Wall Street’s latest Nvidia love letter
Bank of America just did the financial equivalent of turning the volume up on Nvidia: it reiterated a Buy rating and held a $350 price target on the AI chip king. At the current price cited in the piece, that’s roughly 78% upside, which is the kind of math that makes growth investors sit up a little straighter.
The core argument? The market is allegedly treating Nvidia like its best days are behind it, when BofA thinks the opposite is true. The analysts say worries about gross margin compression from higher high-bandwidth memory costs are overblown, because Nvidia’s scale, pricing power, and long-range product planning give it more cushion than people are giving it credit for.

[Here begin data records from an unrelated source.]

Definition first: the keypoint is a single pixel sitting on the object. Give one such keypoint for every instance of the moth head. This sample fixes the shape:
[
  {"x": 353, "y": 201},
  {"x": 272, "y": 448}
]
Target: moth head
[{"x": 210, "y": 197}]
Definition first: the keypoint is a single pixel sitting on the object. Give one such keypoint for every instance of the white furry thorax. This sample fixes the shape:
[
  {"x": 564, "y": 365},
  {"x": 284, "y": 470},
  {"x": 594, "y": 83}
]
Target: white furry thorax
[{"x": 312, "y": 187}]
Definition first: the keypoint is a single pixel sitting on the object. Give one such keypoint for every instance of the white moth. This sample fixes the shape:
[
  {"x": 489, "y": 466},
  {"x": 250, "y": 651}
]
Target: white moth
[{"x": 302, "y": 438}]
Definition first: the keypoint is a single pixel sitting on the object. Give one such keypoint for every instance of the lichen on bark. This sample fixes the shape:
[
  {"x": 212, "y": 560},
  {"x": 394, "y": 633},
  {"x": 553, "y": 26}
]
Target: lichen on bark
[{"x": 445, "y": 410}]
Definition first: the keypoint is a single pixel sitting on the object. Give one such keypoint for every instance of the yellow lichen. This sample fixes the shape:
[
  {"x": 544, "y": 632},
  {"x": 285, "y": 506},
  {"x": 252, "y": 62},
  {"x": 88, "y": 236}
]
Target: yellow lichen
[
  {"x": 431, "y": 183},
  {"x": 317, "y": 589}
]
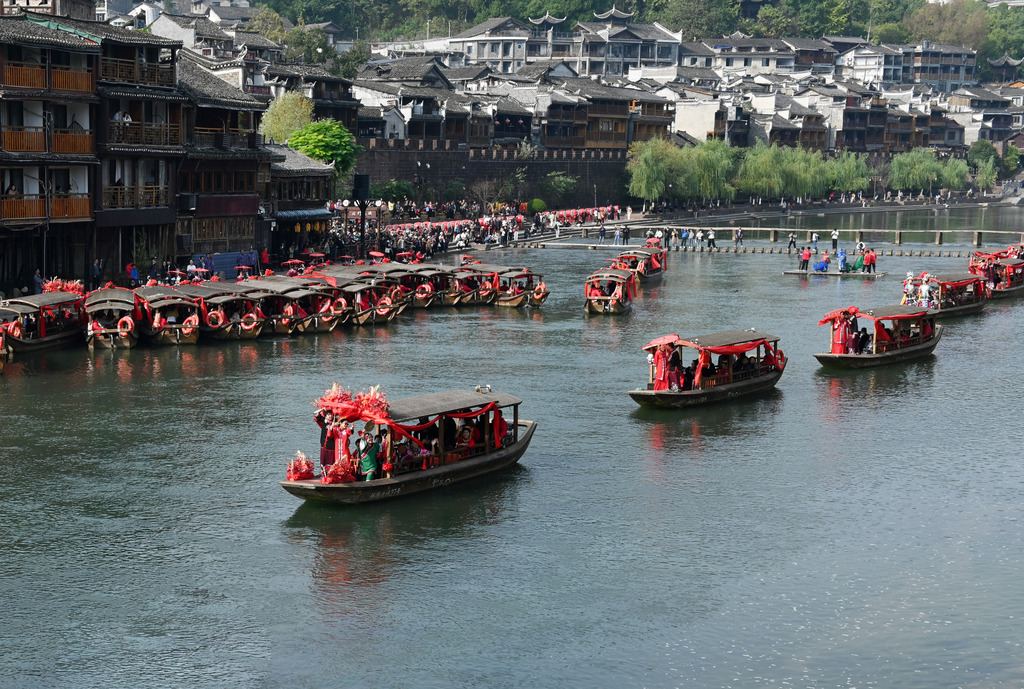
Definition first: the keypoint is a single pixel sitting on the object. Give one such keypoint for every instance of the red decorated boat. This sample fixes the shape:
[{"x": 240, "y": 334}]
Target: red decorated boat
[
  {"x": 43, "y": 320},
  {"x": 416, "y": 442},
  {"x": 893, "y": 334},
  {"x": 1003, "y": 272},
  {"x": 113, "y": 318},
  {"x": 946, "y": 295},
  {"x": 609, "y": 291},
  {"x": 748, "y": 362}
]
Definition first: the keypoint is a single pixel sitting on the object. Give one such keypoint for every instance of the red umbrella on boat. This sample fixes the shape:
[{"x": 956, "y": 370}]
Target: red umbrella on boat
[{"x": 665, "y": 339}]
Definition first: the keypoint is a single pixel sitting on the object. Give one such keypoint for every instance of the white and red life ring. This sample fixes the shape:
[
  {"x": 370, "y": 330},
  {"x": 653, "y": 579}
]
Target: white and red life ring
[
  {"x": 249, "y": 321},
  {"x": 215, "y": 318},
  {"x": 189, "y": 325}
]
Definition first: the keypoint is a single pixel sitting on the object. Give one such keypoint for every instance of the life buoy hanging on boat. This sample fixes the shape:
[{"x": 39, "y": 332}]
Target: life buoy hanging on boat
[
  {"x": 189, "y": 325},
  {"x": 125, "y": 326},
  {"x": 249, "y": 321}
]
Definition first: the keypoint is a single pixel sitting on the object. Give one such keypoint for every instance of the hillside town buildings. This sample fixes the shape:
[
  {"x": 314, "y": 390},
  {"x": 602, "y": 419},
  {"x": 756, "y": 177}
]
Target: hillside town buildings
[{"x": 114, "y": 138}]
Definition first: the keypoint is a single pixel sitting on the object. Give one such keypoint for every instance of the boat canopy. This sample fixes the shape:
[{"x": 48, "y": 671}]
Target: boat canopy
[
  {"x": 412, "y": 408},
  {"x": 38, "y": 301},
  {"x": 907, "y": 312},
  {"x": 110, "y": 298}
]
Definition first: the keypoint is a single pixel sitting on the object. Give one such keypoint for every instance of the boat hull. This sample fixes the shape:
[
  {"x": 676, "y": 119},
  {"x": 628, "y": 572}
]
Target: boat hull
[
  {"x": 414, "y": 481},
  {"x": 604, "y": 307},
  {"x": 870, "y": 360},
  {"x": 719, "y": 393}
]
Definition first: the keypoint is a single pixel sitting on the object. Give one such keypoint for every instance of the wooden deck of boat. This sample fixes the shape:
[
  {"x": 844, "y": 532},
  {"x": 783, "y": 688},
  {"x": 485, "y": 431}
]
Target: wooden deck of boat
[{"x": 836, "y": 273}]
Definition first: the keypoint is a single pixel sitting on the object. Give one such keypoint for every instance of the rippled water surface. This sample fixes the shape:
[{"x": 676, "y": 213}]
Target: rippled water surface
[{"x": 845, "y": 530}]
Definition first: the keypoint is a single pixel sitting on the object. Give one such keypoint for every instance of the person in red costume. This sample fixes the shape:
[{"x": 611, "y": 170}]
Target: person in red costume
[{"x": 662, "y": 368}]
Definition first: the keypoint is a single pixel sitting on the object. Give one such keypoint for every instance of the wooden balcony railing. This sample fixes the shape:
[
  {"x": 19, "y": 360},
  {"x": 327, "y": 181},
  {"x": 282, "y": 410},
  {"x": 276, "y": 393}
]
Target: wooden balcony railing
[
  {"x": 23, "y": 208},
  {"x": 72, "y": 141},
  {"x": 70, "y": 206},
  {"x": 150, "y": 133},
  {"x": 136, "y": 197},
  {"x": 131, "y": 72},
  {"x": 24, "y": 75},
  {"x": 68, "y": 79},
  {"x": 25, "y": 139}
]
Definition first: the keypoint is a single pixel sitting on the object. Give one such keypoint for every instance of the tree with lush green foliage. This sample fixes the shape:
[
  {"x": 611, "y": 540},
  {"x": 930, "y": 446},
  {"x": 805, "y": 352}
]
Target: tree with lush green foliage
[
  {"x": 286, "y": 115},
  {"x": 651, "y": 166},
  {"x": 980, "y": 152},
  {"x": 849, "y": 172},
  {"x": 392, "y": 189},
  {"x": 558, "y": 184},
  {"x": 760, "y": 173},
  {"x": 328, "y": 141},
  {"x": 918, "y": 169},
  {"x": 698, "y": 18},
  {"x": 986, "y": 174},
  {"x": 954, "y": 173},
  {"x": 957, "y": 23},
  {"x": 1011, "y": 161}
]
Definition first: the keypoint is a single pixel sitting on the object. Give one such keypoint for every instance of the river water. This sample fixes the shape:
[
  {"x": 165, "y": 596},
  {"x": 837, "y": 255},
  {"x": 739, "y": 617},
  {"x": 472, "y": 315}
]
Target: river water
[{"x": 846, "y": 530}]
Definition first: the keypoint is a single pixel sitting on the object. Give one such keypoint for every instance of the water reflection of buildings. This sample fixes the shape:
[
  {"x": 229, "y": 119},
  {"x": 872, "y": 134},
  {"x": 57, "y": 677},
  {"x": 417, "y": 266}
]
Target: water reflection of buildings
[{"x": 358, "y": 550}]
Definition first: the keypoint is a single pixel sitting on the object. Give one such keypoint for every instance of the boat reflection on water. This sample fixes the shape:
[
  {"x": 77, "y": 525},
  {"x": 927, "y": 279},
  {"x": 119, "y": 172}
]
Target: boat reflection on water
[{"x": 354, "y": 551}]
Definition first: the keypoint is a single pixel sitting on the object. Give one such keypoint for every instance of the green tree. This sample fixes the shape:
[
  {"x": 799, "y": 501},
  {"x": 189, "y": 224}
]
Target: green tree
[
  {"x": 958, "y": 23},
  {"x": 849, "y": 172},
  {"x": 651, "y": 166},
  {"x": 954, "y": 172},
  {"x": 699, "y": 18},
  {"x": 328, "y": 141},
  {"x": 980, "y": 152},
  {"x": 918, "y": 169},
  {"x": 985, "y": 176},
  {"x": 558, "y": 184},
  {"x": 287, "y": 115},
  {"x": 1011, "y": 161}
]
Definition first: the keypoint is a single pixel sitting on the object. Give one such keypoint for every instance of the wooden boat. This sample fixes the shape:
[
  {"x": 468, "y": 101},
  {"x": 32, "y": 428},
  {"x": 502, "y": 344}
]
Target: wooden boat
[
  {"x": 609, "y": 291},
  {"x": 113, "y": 318},
  {"x": 370, "y": 303},
  {"x": 1004, "y": 275},
  {"x": 444, "y": 464},
  {"x": 749, "y": 362},
  {"x": 520, "y": 287},
  {"x": 44, "y": 320},
  {"x": 945, "y": 295},
  {"x": 168, "y": 316},
  {"x": 238, "y": 307},
  {"x": 647, "y": 263},
  {"x": 836, "y": 273},
  {"x": 896, "y": 334}
]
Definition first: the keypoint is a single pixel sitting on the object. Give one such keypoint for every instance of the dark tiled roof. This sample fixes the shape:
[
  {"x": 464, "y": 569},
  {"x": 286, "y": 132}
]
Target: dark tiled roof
[
  {"x": 203, "y": 27},
  {"x": 18, "y": 30},
  {"x": 492, "y": 25},
  {"x": 209, "y": 90},
  {"x": 104, "y": 32}
]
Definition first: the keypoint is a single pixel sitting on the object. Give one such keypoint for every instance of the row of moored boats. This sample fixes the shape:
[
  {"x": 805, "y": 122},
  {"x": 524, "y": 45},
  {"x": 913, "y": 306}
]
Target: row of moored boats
[{"x": 317, "y": 300}]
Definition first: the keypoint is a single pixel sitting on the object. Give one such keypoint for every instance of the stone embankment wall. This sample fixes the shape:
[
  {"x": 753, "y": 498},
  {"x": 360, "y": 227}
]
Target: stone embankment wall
[{"x": 600, "y": 174}]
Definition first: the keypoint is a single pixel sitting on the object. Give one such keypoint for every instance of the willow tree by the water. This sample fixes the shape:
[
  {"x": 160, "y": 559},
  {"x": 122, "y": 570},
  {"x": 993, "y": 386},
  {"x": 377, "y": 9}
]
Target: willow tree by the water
[
  {"x": 848, "y": 172},
  {"x": 918, "y": 169},
  {"x": 653, "y": 166}
]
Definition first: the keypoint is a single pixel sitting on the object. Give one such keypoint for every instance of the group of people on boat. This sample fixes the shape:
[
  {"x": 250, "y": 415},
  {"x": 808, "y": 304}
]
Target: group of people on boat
[{"x": 375, "y": 455}]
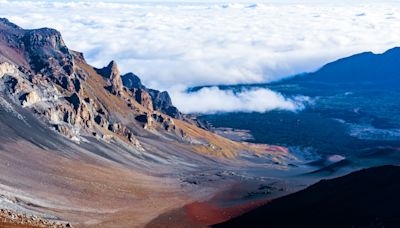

The moat wars are getting spicy
BofA’s note reads like a defense brief for Nvidia’s entire business model. The firm argues that:
- Nvidia’s valuation already reflects a hefty 30% to 35% EPS headwind
- The company should keep 65% to 70%+ of the global AI accelerator market through 2030
- Its GPU business has remained wildly resilient even as cloud giants play with custom ASICs
- The upcoming Vera Rubin platform could widen the performance gap even further
That’s a lot of confidence for one stock, but this is Nvidia we’re talking about — the company that’s become the default shorthand for the AI boom. If you own it, this is the kind of note that helps the story. If you don’t, it’s another reminder that Wall Street still sees Nvidia as more than just a one-cycle wonder.
Why investors should care
The real catalyst here isn’t just the rating. It’s the message behind it: analysts think the market may be underpricing Nvidia’s ability to keep squeezing out growth while defending margins. And with earnings coming up, BofA sees a potential “clearing event” that could reset expectations.
Big picture: when one of Wall Street’s biggest banks says the moat is “unappreciated,” it usually means the stock can stay expensive for a lot longer than the skeptics want.